Кто спит, с тем кончено. Остатки от погонь
Бежали. Но снега их пожирали тут же.
И там, где глубже снег, в объятьях вечной стужи
Дремотные полки нашли свой бивуак.
Так кончил Ганнибал, Аттила кончил так.
Повозки, ящики, носилки, все космато,
Все давкой сплющено или мостами смято.
Где тысячи легли, проснется утром сто.
Ней, ведший армию, сам превращен в ничто, —
Он убежал, отдав свои часы казакам.
И что ни ночь — «Вставай! Тревога! В строй! Атака!..»
И призраки бегут с ружьем наперевес
И слышат за собой, как будто бы с небес,
Как будто коршунов рыдающие крики,
Ночной облавы гик, погони вихорь дикий.
Так эта армия шла к своему концу.
Так Бонапарт стоял с судьбой лицом к лицу.

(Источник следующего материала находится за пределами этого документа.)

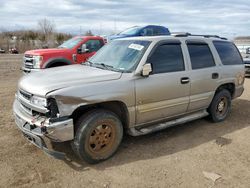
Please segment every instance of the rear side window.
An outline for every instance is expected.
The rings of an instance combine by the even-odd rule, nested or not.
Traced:
[[[202,69],[215,65],[213,55],[206,43],[187,43],[192,69]]]
[[[100,40],[88,40],[86,42],[86,48],[89,52],[96,52],[103,46],[103,43]]]
[[[213,43],[223,65],[243,64],[241,55],[233,43],[223,41],[214,41]]]
[[[149,58],[153,74],[183,71],[184,61],[180,44],[162,44]]]

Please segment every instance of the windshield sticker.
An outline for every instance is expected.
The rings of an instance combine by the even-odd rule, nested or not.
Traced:
[[[144,46],[140,45],[140,44],[130,44],[128,46],[128,48],[131,48],[131,49],[134,49],[134,50],[138,50],[138,51],[141,51]]]

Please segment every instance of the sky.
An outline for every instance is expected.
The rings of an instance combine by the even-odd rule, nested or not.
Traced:
[[[249,0],[0,0],[0,31],[38,29],[44,18],[71,34],[156,24],[171,32],[250,35]]]

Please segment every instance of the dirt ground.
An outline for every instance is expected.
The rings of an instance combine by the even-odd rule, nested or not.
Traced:
[[[0,54],[0,187],[250,187],[250,79],[226,121],[206,119],[141,137],[125,136],[103,163],[56,160],[17,129],[12,103],[22,55]],[[203,172],[221,176],[216,182]]]

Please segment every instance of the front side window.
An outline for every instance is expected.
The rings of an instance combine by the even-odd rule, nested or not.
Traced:
[[[185,70],[180,44],[162,44],[149,58],[153,74]]]
[[[137,67],[150,41],[115,40],[103,46],[89,62],[120,72],[132,72]]]
[[[213,43],[223,65],[242,64],[241,55],[233,43],[223,41],[214,41]]]
[[[100,40],[88,40],[86,42],[86,48],[89,52],[96,52],[103,46],[103,43]]]
[[[62,43],[58,48],[72,49],[82,41],[82,38],[72,38]]]
[[[187,43],[192,69],[215,66],[213,55],[206,43]]]

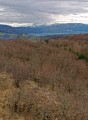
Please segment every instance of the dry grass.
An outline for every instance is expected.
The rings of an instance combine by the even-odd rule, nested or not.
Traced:
[[[88,120],[88,35],[0,41],[1,120]]]

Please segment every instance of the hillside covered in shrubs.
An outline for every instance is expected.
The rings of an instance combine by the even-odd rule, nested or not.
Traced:
[[[88,35],[0,40],[0,120],[88,120]]]

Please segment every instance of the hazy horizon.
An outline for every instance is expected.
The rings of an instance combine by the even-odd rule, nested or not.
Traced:
[[[88,24],[87,0],[0,0],[0,24]]]

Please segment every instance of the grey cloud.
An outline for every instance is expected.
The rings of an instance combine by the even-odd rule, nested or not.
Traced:
[[[0,0],[0,22],[47,23],[50,15],[87,13],[87,0]]]

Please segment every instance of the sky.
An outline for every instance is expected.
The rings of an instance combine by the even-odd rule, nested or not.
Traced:
[[[88,24],[88,0],[0,0],[0,24]]]

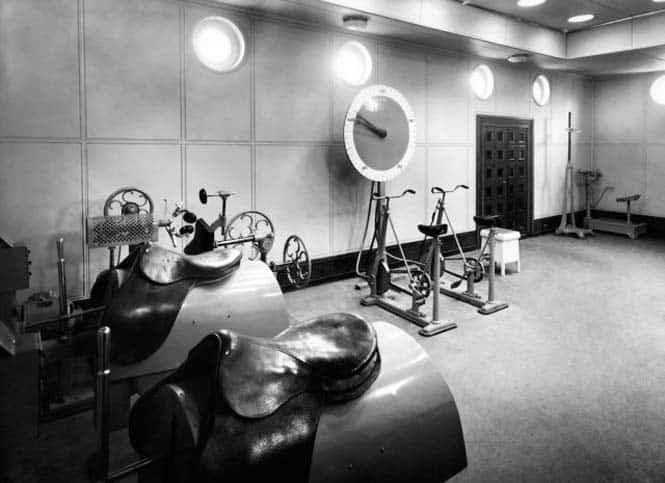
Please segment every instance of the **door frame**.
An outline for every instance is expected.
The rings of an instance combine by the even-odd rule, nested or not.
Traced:
[[[481,149],[482,145],[482,126],[485,122],[491,122],[492,124],[505,124],[507,126],[514,126],[516,123],[527,124],[528,125],[528,146],[529,146],[529,162],[527,164],[527,169],[529,173],[527,175],[527,191],[528,191],[528,202],[527,202],[527,233],[526,235],[533,234],[533,225],[534,225],[534,216],[533,216],[533,187],[534,187],[534,157],[535,152],[533,150],[533,119],[521,118],[521,117],[508,117],[508,116],[493,116],[489,114],[477,114],[476,115],[476,215],[482,213],[484,190],[481,190],[482,186],[482,174],[483,171],[480,169],[480,164],[482,163],[483,153]]]

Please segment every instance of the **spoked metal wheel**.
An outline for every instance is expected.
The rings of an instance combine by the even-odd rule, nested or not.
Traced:
[[[238,213],[229,220],[224,231],[224,241],[233,241],[249,236],[255,236],[258,239],[274,239],[275,227],[270,218],[260,211],[249,210]],[[237,245],[230,243],[227,246],[240,247],[243,255],[249,260],[261,258],[261,250],[257,242],[238,243]],[[265,251],[263,255],[265,256],[272,248],[272,244],[264,244],[263,247]]]
[[[286,271],[286,278],[296,288],[309,285],[312,278],[312,260],[305,242],[297,235],[291,235],[284,243],[282,266]]]
[[[432,292],[432,279],[426,271],[419,268],[412,269],[409,288],[412,294],[426,299]]]

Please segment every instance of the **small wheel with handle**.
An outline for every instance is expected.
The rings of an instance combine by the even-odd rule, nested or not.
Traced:
[[[411,270],[409,288],[411,289],[411,293],[416,297],[426,299],[432,292],[432,279],[424,270]]]
[[[249,236],[255,236],[259,239],[274,239],[275,227],[273,226],[272,221],[270,221],[270,218],[260,211],[243,211],[231,218],[224,230],[224,241],[233,241],[238,238],[247,238]],[[227,246],[234,245],[229,243]],[[270,248],[272,248],[272,244],[267,246],[268,250],[270,250]],[[246,243],[245,247],[243,247],[243,252],[250,260],[256,260],[260,257],[265,258],[265,255],[267,254],[267,252],[262,253],[262,247],[256,242]]]
[[[282,264],[286,278],[292,286],[304,288],[309,285],[312,278],[312,260],[302,238],[291,235],[286,239]]]

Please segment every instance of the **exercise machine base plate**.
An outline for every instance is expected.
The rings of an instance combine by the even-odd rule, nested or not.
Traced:
[[[573,225],[566,225],[565,227],[559,227],[554,232],[557,235],[575,235],[577,238],[584,238],[588,235],[593,235],[593,230],[589,228],[580,228]]]
[[[421,327],[418,333],[425,337],[431,337],[433,335],[457,328],[457,324],[455,322],[448,320],[433,321],[422,312],[416,312],[412,309],[404,309],[399,307],[394,302],[390,301],[386,295],[368,295],[360,299],[360,304],[365,306],[378,305],[388,312],[405,318],[409,322],[413,322],[417,326]]]
[[[627,235],[631,240],[647,232],[646,223],[628,223],[626,220],[614,220],[612,218],[592,218],[591,228],[618,235]]]
[[[508,304],[506,302],[501,302],[499,300],[488,302],[487,300],[480,298],[479,295],[471,295],[467,292],[458,292],[457,290],[453,290],[447,287],[439,287],[439,292],[443,295],[448,295],[449,297],[478,307],[478,313],[483,315],[493,314],[494,312],[508,308]]]
[[[506,302],[501,302],[499,300],[493,300],[492,302],[486,302],[485,305],[478,309],[479,314],[489,315],[499,310],[507,309],[508,304]]]

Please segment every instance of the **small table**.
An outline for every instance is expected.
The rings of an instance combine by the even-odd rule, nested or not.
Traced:
[[[501,268],[501,275],[506,274],[506,265],[516,264],[516,271],[520,271],[520,237],[519,231],[508,230],[506,228],[496,228],[494,237],[494,263]],[[480,230],[480,246],[487,241],[489,229]]]

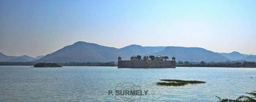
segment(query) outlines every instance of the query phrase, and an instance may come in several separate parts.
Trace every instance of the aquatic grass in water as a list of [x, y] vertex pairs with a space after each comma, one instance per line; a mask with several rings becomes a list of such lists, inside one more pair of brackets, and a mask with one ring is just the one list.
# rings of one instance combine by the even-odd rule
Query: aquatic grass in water
[[188, 84], [196, 84], [205, 83], [206, 82], [197, 80], [179, 80], [161, 79], [161, 81], [168, 82], [158, 82], [156, 85], [166, 86], [183, 86]]

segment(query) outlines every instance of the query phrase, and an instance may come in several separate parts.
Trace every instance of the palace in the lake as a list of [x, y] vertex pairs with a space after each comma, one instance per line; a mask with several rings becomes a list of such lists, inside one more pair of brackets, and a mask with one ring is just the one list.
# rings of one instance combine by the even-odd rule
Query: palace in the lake
[[[175, 66], [175, 57], [173, 56], [172, 60], [167, 60], [161, 56], [157, 56], [154, 58], [150, 59], [148, 56], [145, 56], [143, 59], [140, 60], [135, 56], [132, 56], [130, 60], [122, 60], [122, 57], [118, 57], [118, 68], [171, 68]], [[164, 60], [165, 59], [165, 60]]]

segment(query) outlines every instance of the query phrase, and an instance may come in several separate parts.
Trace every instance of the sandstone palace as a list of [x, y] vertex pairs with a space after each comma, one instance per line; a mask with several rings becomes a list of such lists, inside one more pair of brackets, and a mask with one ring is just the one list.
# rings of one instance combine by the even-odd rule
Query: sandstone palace
[[157, 56], [155, 58], [154, 56], [149, 57], [145, 56], [143, 59], [141, 56], [137, 55], [132, 56], [130, 60], [122, 60], [122, 57], [118, 58], [118, 68], [175, 68], [175, 57], [172, 60], [167, 60], [167, 56], [161, 57]]

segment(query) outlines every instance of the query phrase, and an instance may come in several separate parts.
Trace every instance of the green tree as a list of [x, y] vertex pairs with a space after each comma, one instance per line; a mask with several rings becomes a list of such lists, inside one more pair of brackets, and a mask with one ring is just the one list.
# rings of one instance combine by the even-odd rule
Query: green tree
[[182, 61], [180, 61], [179, 60], [178, 62], [178, 64], [181, 64], [183, 65], [184, 63]]
[[154, 60], [154, 56], [150, 55], [149, 56], [149, 58], [152, 60]]
[[185, 65], [188, 65], [188, 64], [189, 64], [189, 62], [188, 61], [184, 62], [184, 64], [185, 64]]
[[141, 56], [140, 56], [140, 55], [137, 55], [136, 58], [137, 58], [138, 60], [140, 60], [140, 59], [141, 59]]
[[201, 61], [201, 62], [200, 62], [200, 64], [201, 65], [205, 65], [205, 62], [204, 61]]

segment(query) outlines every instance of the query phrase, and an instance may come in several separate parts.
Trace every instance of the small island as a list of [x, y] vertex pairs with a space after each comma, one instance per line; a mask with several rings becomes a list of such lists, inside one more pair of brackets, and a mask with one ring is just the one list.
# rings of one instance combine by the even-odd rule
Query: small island
[[62, 67], [57, 63], [39, 63], [34, 65], [35, 67]]
[[170, 80], [170, 79], [161, 79], [161, 81], [167, 82], [158, 82], [156, 83], [157, 85], [166, 86], [183, 86], [188, 84], [197, 84], [206, 83], [205, 82], [199, 81], [197, 80]]

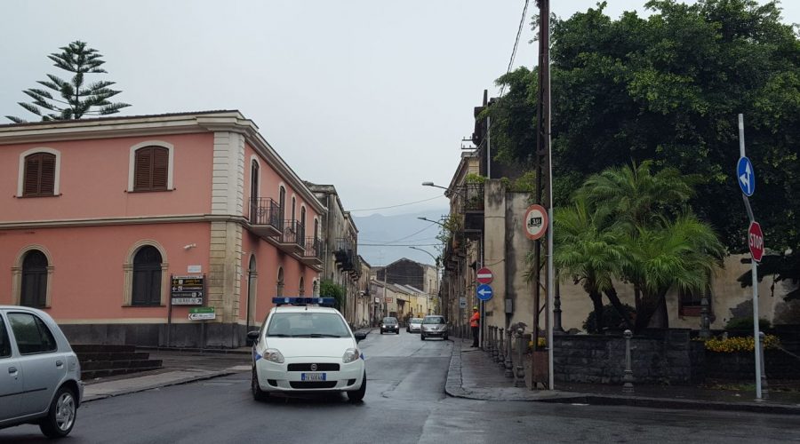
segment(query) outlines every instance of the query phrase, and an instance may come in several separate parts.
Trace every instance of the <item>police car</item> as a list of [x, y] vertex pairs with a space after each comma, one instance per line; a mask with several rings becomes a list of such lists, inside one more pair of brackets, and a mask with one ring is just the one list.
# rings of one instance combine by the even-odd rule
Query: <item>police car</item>
[[256, 400], [274, 392], [345, 392], [364, 399], [366, 369], [358, 341], [332, 297], [274, 297], [252, 340], [251, 390]]

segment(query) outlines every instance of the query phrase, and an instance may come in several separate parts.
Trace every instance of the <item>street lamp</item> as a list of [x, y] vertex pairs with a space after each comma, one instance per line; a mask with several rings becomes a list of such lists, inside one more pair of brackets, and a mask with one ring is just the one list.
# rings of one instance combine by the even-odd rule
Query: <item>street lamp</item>
[[[428, 220], [425, 218], [417, 218]], [[434, 222], [433, 220], [428, 220], [428, 221]], [[435, 223], [438, 224], [438, 222], [435, 222]], [[439, 224], [439, 225], [442, 225], [442, 224]], [[438, 293], [439, 293], [439, 258], [435, 257], [434, 255], [430, 254], [430, 251], [428, 251], [427, 250], [422, 250], [420, 248], [412, 247], [412, 246], [409, 246], [408, 248], [410, 248], [412, 250], [418, 250], [420, 251], [422, 251], [422, 252], [426, 253], [428, 256], [430, 256], [430, 258], [434, 260], [434, 265], [436, 267], [436, 295], [438, 295]], [[430, 295], [430, 293], [428, 293], [428, 295]], [[428, 299], [430, 299], [429, 296], [428, 296]], [[442, 314], [442, 298], [441, 297], [438, 298], [438, 302], [439, 302], [439, 305], [436, 307], [436, 310], [439, 312], [439, 314]]]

Он был как дерево, назначенное к срубу:
По мощному стволу, по мощным сучьям грубо,
Угрюмо взобралась, как дровосек, беда.
И содрогнулся дуб от горя и стыда,
И загудел топор по древесине жадно, —
Прощалось дерево с листвою ненаглядной.
Солдат и офицер — все гибли. И пока
Они следили тень его издалека,
Что смутно за холстом палатки проступала,
И верили в звезду, хотя звезда упала,
И в оскорблении винили только рок, —
Их вождь предчувствовал, что близок страшный срок.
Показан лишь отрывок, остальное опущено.